When I think of Dad, I think of horse poo | PostIndependent.com

When I think of Dad, I think of horse poo

Open Space
Derek Franz
Glenwood Springs, CO Colorado

When I was a little kid, between the ages of 3 and 5, I was terribly afraid of horse poop. A pile of pooey apples would stop me in the middle of a wide trail in the woods. There would be no going around the stuff, even if it wasn’t steaming. As far as I could see, for a long time, the only solution was for my dad to pick me up and place me on the other side of the stinky obstacle. I’d stepped in dog doo plenty of times, but for some reason horse dung seemed scary. Yet I even knew how to ride a horse and did so often. Whatever my fear was, my mom and dad didn’t give up, and I remember my father standing at my side, always there to help me face my fear.

When I was a little older, Dad would take me fishing at a pond that was near our house, at the end of a dirt road surrounded by small ranches. A resident gray goose I called “Graybie” was king of the roost there, presiding over a group of ducks that tooled around the pond. Sometimes I would be fishing and Graybie would run at me, hissing and threatening to bite. I remember squealing in fear at least once. Then Dad leaped onto the scene and swatted the pesky bird with his 9-foot fly rod, sending it on a hasty retreat to the water. It was a perfect demonstration of how I could handle that problem for myself in the future.

By the time I was 15, I was the one saving our butts in the mountains, though I was also the one who got us into the situations. When I started rock climbing at age 12, I was spending summers with Dad near Boulder, and I pretty much forced him into the sport as well.

At the beginning of our climbing days together, I think he went along feeling he could provide a watchful eye to my exploits. However, as I learned and became more advanced, he relied on me to teach him and thus relied on my judgment as well.

It’s hard for me to imagine many dads who would literally trust their teenage sons with their lives. My dad did, and even in moments when he shouldn’t have.

For instance, when I was 15, I insisted we attempt the Diamond of Longs Peak in a storm. Longs Peak is one of Colorado’s most famous 14,000-foot peaks, and the Diamond is a 900-foot wall of pink granite that sits entirely above 13,000 feet on Longs’ northeast face. The wall was even illegal for climbers to attempt until 1960.

But there we were, Dad and I, going up the involved approach and onto the Diamond in wet conditions with one 50-meter rope. Since I hadn’t ever had to retreat from a climb before, I was confident everything would work out just fine with 150 feet of rope.

Of course, the clouds and sleet swarmed over us once we were halfway up and we had to rappel. I rappelled first and soon found myself dangling on the ends of the rope, looking at a blank wall and wondering what I was going to anchor myself to. I found an old piece of yellow webbing tied around a constriction in a small crack. I clipped into it and called “Off rappel!” Dad came down and clipped into it. Then we pulled our rope from above and threaded it through the stale webbing as well for another rappel.

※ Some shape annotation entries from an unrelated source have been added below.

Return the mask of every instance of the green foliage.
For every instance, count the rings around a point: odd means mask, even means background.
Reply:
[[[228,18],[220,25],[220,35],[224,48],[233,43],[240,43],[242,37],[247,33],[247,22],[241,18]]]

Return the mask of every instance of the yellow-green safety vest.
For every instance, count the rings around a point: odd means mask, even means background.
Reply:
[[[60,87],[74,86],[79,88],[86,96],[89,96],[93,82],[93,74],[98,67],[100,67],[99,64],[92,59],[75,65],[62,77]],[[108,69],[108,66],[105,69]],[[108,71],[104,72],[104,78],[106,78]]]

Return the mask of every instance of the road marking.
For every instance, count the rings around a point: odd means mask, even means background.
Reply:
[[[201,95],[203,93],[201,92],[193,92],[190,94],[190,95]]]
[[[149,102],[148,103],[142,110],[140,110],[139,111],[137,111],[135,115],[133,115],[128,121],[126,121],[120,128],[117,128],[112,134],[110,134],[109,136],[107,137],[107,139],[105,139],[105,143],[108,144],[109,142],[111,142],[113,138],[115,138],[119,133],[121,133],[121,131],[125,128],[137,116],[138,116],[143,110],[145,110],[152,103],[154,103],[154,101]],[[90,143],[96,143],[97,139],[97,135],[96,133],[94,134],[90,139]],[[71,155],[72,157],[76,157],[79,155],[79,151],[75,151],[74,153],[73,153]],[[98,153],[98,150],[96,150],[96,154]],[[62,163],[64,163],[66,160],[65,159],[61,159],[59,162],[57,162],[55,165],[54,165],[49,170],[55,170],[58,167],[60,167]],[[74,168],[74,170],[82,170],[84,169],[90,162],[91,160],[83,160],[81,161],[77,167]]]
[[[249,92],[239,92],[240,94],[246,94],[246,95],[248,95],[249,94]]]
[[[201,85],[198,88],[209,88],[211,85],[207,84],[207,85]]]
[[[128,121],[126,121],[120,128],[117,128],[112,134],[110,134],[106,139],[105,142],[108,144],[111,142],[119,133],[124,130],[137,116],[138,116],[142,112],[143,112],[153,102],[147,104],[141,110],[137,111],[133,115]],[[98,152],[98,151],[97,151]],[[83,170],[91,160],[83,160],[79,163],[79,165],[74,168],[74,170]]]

Obviously, we made it out that day, but the memory has awakened me in the middle of the night years later as I contemplate how easily that webbing could have torn on the edge of the jagged little crack – holding a combined 350-some pounds – and sent us hurtling backward to the talus almost 1,000 feet below. My dad even went back to the Diamond with me three more times … and the second time we were mildly electrocuted by lightning, though that was a freak storm and not our fault. The point is, Dad has always been there for me.

I laughed at myself out loud when I was hiking alone on a trail in Yosemite National Park about two years ago. I’d been traveling alone for many days and went for a walk in the woods when I caught myself pausing at a massive heap of horse dung that totally covered the trail to Mirror Lake. Apparently, after everything I’ve been through, I was still hesitant to step in the crap. Dad wasn’t there to carry me through, but I thought of him and waded in. The stuff was dry but it was thick and mushy under foot, and fat, black flies buzzed around it in the hot day. Not long after crossing the moat of poo, it came to mind how there are some stinky things in life that can’t be avoided and how many of those things, really, are just heaps of horse apples.